I decided to call in a Feng Shui expert and see if there was anything I was overlooking in the energy of my home office since I spent most of my daily life there. As an animal communicator, Reiki and shamanic energy healer I knew that sometimes seemingly little elements make a big difference.
When the expert arrived we went over my goals for what I hoped to create in my life, and of course an improvement in my health was at the top of the list.
As we walked through my home together I learned which areas were related to aspects of my life.
It turned out that my relationship corner was smack dab where my desk and computer were, and if that wasn’t bad enough, she said my desk was facing the wrong direction. She felt that instead of my desk facing the windows so that I could look outside and connect with the natural world (which as a shaman I considered an important part of my work), she said it should be turned facing my workspace. We had a bit of a tussle over that one, which resulted in my agreeing to get a mirror to put on the desk for an energetic Feng Shui fix.
And then she pointed out that all the plants that were growing in that area were spiky cactus types. From my perspective as a plant lover I wondered what else would you put in the sunniest, hottest part of the house? But perhaps she did have a point in a symbolic kind of way. I made a mental note to try to find some less defensive plants to add.

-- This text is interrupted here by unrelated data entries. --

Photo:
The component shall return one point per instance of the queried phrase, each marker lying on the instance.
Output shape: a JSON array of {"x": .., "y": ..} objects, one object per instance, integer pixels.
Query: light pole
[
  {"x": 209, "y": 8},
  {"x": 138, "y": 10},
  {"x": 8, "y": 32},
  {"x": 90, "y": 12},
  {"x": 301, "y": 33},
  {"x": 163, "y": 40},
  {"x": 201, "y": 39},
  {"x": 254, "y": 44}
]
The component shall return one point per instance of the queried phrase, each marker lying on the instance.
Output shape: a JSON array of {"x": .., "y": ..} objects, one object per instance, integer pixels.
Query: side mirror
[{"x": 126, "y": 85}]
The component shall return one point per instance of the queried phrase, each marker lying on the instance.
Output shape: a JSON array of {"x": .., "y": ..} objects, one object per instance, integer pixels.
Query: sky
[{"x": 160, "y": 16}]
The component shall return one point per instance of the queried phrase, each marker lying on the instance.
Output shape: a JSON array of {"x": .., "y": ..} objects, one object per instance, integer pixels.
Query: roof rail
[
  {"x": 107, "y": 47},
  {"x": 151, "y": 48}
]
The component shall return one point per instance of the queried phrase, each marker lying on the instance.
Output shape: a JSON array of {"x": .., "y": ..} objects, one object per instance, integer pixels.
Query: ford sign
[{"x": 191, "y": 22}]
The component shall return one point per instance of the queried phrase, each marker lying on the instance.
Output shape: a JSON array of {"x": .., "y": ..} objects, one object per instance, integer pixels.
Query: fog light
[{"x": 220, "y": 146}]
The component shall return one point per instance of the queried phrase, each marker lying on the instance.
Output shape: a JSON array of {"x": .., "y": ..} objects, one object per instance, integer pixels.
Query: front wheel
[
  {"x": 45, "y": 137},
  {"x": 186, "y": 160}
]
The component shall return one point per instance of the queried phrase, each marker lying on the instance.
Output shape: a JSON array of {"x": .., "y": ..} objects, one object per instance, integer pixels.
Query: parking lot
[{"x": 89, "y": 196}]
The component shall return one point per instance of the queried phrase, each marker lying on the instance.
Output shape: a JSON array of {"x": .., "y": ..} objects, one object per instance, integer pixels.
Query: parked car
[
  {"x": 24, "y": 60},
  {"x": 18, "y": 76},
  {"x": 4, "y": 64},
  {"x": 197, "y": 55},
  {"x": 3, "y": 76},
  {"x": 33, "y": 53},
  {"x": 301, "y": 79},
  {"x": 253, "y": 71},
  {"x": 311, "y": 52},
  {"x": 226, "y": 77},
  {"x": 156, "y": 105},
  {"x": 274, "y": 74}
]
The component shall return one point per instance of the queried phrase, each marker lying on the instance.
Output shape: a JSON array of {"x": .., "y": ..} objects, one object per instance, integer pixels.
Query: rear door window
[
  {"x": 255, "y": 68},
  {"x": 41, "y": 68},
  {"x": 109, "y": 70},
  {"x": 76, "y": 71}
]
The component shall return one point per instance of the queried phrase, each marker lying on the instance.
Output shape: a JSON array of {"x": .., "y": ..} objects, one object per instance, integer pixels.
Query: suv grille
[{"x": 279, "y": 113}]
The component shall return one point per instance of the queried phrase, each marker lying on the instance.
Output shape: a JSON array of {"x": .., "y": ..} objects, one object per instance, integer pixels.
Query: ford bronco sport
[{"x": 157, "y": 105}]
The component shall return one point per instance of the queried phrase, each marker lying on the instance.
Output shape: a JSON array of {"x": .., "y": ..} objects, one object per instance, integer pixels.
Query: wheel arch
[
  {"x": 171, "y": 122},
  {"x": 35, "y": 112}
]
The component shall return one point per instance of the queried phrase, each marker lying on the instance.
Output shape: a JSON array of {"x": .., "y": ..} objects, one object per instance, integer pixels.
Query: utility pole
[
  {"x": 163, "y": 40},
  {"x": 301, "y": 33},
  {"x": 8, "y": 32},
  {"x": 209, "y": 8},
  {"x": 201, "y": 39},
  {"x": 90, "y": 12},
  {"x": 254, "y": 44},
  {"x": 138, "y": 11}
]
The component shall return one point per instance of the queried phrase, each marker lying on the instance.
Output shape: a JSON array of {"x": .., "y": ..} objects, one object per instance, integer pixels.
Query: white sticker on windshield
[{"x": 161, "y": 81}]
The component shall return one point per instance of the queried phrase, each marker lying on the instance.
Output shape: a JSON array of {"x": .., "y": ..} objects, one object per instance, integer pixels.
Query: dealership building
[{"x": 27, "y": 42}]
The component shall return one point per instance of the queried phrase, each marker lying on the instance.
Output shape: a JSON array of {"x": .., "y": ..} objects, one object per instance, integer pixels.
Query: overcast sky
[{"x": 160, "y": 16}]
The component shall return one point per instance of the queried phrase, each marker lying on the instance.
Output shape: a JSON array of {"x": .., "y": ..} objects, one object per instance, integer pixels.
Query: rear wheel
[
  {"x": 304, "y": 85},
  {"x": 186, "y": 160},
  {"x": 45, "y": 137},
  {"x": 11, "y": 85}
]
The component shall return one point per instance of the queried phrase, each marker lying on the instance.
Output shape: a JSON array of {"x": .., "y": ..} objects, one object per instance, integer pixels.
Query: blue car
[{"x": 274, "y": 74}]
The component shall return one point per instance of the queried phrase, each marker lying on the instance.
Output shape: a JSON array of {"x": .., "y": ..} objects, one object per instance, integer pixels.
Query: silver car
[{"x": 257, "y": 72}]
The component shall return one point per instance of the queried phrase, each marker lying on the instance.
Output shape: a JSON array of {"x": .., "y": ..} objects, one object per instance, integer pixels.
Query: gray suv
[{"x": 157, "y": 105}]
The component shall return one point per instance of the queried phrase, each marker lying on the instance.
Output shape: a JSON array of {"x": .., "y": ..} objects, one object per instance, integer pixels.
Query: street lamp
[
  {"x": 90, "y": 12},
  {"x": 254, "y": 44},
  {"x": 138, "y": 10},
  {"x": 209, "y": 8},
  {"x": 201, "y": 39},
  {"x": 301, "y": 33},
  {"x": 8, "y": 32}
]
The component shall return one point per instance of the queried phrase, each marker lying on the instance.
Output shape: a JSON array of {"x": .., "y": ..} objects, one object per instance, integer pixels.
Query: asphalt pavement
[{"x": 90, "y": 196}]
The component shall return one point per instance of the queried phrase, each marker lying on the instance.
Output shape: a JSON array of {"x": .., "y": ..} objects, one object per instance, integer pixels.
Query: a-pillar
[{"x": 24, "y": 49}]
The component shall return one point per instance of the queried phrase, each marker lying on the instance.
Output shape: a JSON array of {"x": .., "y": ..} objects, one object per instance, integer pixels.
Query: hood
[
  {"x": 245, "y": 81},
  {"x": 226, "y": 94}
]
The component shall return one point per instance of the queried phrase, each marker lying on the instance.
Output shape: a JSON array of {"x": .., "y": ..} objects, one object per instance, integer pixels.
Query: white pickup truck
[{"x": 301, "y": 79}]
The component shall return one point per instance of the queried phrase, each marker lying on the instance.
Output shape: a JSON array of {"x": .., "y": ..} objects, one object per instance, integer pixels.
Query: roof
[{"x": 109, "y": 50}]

But when the expert focused on the health area of my home office was when it got really interesting. With an expression of shocked disbelief she asked, “Do you realize that you have a print of a woman falling down the stairs in your health area?”
I took a step back and really looked at the wall that I passed every day but never really saw, and felt a wave of energy roll through me—this was important.
I found myself looking at a signed, limited edition Edward Gorey print, and yes, in and amongst the many dramas enacted within it there was a woman falling down the stairs. For many years I had felt drawn to Gorey’s quirky, somewhat macabre sense of humor. If you’ve seen the opening credits for PBS’ Mystery with the scenes of Victorian men and fainting women in cemeteries you get the idea.
From a practical perspective the symbolism of a woman having an accident was very clear. From a shamanic perspective I found myself searching into the energy of how I felt about his art. What I discovered was that over time I had done so much personal healing work that its grey darkness no longer appealed to me emotionally. Apparently I was no longer Goth Girl.
I immediately took “Falling Woman” off the wall along with all the rest of his art that was hanging there. It was time to let them go. But what should I put in their place? The wall could not stay bare.
When I asked the expert what she recommended, she responded, “What’s important to you?”
Immediately an image jumped to mind. Diving into the depths of my closet I emerged holding a rolled up poster that I’d had for many years, but never framed. My ownership of it even pre-dated my life as a Reiki or shamanic practitioner.
The print was by the artist Susan Seddon Boulet, and as I carefully unrolled it the beautiful image of a woman merged with shamanic elements of animal and nature allies slowly emerged. The title of the artwork was printed at the bottom in all caps—SHAMAN.
“How about this?” I asked. And the expert countered, “What does it mean to you?”
Tears sprang to my eyes as I replied with deep emotion, “Everything.”
“Then THAT’S what you put on the wall,” she said.
In that pivotal moment I embraced the woman I had grown into. And in so doing, I realized that I needed to walk through my entire space with my shamanic perceptions wide open—to let go of pieces from my past that no longer reflected the person I had become. I needed to carefully check my connection to each item. Did it feed my spirit or was it holding me back?
The energy of what I surrounded myself with mattered.